In some cases the best strategy for dealing with unwanted noise is not to block it or cancel it, but to obscure it. In well-designed restaurants, it is possible to sit a short distance away from another table and not be able to make out what the neighboring diners are saying. That is because the whole room is filled with the soft babble of many people talking, drowning out particular conversations. Engineers have learned that this is an excellent way to obscure the sound of a human voice.
This technique, called “sound masking,” is used widely in offices, where most employees now labor in cubicles that are not fully enclosed by walls. Some offices are even designed without interior dividing walls. These kinds of environments can be filled with noisy distractions that disrupt employees' concentration and make them less productive.

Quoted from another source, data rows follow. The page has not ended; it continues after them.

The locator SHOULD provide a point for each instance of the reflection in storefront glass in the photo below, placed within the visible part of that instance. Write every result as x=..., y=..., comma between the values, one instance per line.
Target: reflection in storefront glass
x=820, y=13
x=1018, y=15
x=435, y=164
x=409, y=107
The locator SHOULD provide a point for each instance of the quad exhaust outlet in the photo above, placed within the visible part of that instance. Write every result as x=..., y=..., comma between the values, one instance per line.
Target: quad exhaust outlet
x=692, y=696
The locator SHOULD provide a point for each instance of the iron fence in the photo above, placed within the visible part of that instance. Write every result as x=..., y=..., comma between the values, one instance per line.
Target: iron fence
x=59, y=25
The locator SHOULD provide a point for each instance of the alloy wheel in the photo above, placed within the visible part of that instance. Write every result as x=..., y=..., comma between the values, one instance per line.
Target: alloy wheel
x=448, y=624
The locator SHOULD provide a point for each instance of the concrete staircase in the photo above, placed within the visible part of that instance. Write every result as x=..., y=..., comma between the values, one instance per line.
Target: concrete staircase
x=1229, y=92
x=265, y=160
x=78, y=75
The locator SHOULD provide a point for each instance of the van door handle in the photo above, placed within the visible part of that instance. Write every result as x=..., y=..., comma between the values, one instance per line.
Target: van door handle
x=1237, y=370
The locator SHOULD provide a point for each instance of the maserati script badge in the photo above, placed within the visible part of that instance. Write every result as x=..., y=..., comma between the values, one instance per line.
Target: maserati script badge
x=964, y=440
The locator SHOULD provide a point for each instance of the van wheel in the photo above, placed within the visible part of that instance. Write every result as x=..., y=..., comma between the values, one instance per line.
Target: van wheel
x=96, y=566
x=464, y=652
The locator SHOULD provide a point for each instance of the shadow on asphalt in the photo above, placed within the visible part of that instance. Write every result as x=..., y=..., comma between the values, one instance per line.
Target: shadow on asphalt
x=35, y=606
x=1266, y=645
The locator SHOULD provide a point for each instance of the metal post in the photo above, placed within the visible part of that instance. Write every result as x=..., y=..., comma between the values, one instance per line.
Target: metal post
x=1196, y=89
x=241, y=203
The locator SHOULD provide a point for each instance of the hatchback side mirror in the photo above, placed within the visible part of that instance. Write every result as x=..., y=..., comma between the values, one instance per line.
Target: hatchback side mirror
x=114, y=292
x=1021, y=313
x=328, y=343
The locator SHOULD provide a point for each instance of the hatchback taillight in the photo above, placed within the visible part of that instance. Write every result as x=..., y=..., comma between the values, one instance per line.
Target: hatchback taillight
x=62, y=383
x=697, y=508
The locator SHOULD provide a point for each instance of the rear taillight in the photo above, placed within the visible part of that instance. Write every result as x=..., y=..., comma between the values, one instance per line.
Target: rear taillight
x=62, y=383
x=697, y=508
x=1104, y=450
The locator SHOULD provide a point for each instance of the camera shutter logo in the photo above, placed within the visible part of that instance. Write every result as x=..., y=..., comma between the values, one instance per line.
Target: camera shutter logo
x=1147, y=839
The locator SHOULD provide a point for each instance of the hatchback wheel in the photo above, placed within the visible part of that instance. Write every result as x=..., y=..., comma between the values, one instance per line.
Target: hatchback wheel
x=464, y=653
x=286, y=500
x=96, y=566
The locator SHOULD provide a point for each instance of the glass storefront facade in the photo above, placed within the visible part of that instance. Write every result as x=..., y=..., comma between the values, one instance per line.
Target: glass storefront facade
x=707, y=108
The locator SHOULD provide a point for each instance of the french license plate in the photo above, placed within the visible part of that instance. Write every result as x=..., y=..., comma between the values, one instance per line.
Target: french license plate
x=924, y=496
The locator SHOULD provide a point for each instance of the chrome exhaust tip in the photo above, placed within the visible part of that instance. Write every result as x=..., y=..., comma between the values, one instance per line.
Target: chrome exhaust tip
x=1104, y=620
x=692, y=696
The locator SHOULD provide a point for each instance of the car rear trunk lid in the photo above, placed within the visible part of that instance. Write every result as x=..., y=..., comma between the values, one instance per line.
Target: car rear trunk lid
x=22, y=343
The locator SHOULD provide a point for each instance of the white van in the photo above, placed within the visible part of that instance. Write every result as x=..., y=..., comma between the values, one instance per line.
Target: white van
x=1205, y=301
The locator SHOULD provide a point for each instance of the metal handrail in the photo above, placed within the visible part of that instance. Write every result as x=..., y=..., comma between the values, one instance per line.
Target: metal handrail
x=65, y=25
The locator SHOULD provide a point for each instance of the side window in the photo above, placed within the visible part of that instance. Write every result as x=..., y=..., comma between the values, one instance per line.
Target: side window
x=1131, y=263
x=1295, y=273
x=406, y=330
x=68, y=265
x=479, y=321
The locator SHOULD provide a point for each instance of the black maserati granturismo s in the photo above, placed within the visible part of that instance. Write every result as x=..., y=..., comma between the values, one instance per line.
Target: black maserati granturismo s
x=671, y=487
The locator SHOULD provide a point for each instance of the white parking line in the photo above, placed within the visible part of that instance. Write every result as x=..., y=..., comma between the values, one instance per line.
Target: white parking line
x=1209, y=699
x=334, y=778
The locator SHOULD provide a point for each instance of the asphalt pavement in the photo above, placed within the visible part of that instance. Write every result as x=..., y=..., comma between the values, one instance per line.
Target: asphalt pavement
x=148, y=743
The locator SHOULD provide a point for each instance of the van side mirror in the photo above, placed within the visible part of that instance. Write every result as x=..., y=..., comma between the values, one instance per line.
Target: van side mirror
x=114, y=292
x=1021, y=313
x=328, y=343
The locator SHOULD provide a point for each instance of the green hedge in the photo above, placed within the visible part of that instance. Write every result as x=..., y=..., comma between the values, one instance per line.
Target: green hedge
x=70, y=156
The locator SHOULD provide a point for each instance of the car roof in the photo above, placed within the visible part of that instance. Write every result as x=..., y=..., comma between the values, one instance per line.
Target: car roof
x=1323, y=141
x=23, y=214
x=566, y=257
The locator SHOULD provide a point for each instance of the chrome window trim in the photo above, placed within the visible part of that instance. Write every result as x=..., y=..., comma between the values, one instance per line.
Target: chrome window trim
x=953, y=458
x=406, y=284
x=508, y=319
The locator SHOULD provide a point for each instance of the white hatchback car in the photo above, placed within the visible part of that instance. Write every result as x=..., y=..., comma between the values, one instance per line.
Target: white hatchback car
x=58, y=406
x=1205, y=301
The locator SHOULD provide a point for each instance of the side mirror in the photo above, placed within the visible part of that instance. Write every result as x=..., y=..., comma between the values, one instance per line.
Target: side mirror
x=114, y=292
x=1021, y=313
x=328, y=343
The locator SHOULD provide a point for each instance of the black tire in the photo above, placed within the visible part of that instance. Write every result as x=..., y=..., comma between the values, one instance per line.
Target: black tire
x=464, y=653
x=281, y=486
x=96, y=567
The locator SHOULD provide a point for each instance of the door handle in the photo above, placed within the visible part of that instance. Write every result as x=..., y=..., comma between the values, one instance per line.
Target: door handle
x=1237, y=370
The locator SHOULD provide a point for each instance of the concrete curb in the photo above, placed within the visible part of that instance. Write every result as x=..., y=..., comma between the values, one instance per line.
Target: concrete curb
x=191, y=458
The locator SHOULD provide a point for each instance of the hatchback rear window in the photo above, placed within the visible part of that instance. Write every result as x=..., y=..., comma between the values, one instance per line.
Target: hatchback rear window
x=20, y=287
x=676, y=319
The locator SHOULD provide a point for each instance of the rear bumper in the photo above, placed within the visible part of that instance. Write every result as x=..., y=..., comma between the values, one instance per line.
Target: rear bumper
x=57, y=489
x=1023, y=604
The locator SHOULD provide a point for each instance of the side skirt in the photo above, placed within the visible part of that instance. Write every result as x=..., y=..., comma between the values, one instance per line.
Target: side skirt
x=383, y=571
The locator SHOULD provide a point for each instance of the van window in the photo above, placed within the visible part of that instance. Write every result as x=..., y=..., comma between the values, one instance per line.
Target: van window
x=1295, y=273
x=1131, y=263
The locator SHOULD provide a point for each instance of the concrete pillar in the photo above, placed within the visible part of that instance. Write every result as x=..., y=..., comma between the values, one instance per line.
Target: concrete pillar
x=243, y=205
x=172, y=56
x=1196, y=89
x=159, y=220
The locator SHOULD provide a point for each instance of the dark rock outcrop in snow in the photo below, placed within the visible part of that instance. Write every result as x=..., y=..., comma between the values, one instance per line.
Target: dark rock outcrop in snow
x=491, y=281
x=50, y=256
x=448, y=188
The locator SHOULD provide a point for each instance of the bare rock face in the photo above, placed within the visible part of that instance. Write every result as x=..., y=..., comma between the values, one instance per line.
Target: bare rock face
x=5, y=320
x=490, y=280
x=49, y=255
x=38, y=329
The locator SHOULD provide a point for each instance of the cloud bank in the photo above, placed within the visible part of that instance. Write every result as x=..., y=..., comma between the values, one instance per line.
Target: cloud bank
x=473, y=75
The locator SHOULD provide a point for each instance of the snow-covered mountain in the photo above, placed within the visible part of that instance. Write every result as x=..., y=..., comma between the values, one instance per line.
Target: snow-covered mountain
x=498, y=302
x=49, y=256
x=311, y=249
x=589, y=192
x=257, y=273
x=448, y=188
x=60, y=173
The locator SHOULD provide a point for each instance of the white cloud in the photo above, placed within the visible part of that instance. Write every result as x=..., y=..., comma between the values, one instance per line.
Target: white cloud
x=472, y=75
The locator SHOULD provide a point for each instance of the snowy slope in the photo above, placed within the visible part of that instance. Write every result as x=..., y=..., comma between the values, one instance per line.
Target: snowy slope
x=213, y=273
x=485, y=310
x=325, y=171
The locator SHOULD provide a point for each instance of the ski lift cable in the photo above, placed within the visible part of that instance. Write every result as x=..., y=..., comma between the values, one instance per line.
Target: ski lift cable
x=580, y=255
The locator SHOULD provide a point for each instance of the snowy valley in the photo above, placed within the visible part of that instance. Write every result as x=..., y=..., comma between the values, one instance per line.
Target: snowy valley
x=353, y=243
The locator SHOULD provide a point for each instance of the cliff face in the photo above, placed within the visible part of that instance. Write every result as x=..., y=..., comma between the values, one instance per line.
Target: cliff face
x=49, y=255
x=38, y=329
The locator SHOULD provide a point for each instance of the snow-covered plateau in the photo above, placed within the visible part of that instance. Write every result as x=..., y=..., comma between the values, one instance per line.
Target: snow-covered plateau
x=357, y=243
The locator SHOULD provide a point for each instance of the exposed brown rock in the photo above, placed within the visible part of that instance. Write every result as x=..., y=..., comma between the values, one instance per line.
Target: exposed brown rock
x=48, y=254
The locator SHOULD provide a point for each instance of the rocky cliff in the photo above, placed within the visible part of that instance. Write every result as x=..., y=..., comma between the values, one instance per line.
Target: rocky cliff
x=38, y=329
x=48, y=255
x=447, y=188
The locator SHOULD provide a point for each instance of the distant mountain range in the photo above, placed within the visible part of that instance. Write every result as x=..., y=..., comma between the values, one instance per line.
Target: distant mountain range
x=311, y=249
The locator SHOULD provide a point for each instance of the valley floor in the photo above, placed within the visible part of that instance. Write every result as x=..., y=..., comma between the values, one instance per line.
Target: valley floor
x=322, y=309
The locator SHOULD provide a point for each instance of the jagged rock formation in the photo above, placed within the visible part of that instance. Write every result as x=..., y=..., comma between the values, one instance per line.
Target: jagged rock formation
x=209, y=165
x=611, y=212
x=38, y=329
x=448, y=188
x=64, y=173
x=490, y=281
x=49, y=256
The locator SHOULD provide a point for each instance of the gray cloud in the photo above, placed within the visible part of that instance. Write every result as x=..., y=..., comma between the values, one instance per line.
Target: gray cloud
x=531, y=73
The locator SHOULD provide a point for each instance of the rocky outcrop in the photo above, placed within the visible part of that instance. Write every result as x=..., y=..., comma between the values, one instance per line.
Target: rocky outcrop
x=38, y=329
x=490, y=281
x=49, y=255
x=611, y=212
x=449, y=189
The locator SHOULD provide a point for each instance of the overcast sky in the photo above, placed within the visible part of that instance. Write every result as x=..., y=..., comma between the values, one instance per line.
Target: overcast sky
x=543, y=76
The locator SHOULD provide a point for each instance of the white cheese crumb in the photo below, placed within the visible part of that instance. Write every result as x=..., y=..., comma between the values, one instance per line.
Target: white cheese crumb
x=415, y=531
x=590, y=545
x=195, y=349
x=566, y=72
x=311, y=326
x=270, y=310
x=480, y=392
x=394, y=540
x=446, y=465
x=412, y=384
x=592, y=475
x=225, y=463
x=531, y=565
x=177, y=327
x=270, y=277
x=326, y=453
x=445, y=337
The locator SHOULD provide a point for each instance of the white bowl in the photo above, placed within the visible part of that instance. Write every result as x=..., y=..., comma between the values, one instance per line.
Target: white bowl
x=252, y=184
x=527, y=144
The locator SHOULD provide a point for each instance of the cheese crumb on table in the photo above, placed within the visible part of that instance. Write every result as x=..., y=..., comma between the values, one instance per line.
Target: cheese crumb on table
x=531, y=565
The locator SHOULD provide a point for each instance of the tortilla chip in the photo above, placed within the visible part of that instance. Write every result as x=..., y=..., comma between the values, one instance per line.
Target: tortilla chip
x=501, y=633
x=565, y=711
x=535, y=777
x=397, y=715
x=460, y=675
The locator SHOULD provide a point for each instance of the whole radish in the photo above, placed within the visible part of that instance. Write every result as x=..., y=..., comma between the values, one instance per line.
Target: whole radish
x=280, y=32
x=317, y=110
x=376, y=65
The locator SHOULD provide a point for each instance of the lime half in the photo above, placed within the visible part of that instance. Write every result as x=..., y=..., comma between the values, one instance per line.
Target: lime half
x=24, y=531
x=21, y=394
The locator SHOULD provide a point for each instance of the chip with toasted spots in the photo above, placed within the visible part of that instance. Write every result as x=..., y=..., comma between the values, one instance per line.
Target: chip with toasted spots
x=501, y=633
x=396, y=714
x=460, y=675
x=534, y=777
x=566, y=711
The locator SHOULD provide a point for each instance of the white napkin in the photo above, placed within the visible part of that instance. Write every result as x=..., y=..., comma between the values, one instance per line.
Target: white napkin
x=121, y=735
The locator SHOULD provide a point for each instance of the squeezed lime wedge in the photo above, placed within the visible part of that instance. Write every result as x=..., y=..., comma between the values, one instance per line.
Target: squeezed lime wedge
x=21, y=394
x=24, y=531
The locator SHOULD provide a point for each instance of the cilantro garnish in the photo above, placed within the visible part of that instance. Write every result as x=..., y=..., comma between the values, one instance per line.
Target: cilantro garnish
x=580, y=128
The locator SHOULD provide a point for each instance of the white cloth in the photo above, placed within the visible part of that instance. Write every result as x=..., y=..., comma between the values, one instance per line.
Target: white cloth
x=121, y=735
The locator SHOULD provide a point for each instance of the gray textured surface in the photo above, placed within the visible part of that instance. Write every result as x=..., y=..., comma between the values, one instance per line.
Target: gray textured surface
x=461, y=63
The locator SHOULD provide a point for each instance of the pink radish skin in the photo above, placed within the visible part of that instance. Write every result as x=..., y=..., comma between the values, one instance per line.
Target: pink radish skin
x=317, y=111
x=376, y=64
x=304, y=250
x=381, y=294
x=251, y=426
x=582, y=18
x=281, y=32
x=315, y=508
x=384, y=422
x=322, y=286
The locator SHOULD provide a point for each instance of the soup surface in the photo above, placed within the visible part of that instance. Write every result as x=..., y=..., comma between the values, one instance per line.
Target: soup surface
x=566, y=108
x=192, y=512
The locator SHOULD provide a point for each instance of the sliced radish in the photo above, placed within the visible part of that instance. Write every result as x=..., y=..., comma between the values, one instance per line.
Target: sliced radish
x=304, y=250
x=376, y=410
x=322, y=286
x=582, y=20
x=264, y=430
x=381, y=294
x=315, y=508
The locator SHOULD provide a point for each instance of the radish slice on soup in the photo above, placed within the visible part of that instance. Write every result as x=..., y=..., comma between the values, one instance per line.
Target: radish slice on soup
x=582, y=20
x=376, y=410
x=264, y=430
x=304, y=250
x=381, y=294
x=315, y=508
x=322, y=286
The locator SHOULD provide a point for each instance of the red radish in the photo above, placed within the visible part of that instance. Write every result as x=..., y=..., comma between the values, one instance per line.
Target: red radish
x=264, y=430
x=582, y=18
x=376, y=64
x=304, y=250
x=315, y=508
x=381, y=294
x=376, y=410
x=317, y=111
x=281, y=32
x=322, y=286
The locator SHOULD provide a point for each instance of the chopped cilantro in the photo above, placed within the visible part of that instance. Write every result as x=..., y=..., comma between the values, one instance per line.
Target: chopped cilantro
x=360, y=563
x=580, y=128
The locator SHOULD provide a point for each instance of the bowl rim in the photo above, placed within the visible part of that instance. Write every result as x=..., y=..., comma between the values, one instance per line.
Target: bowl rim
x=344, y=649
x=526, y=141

To address this problem, some noise-control companies sell sound-masking systems that make work areas seem quieter. The simplest approach, which was first developed in the 1960's, entails generating a type of unobtrusive sound called “white noise,” which has roughly equal amounts of energy in each frequency across the entire range of human hearing (20 to 20,000 hertz). White noise is essentially a background hum that people are barely aware of, similar to radio static. This type of noise is called “white” because it contains all audio frequencies, just as white light contains all optical frequencies.
Although white noise is effective at masking sounds, acoustic experts are finding that “pink noise” can be an even less intrusive sound-masking tool. Pink noise contains roughly the same amount of sound energy in every octave, the range between a sound of a particular frequency and a sound with twice that frequency. Compared with white noise, pink noise has more energy at lower frequencies, making it sound more like a rumble than the “hiss” of white noise.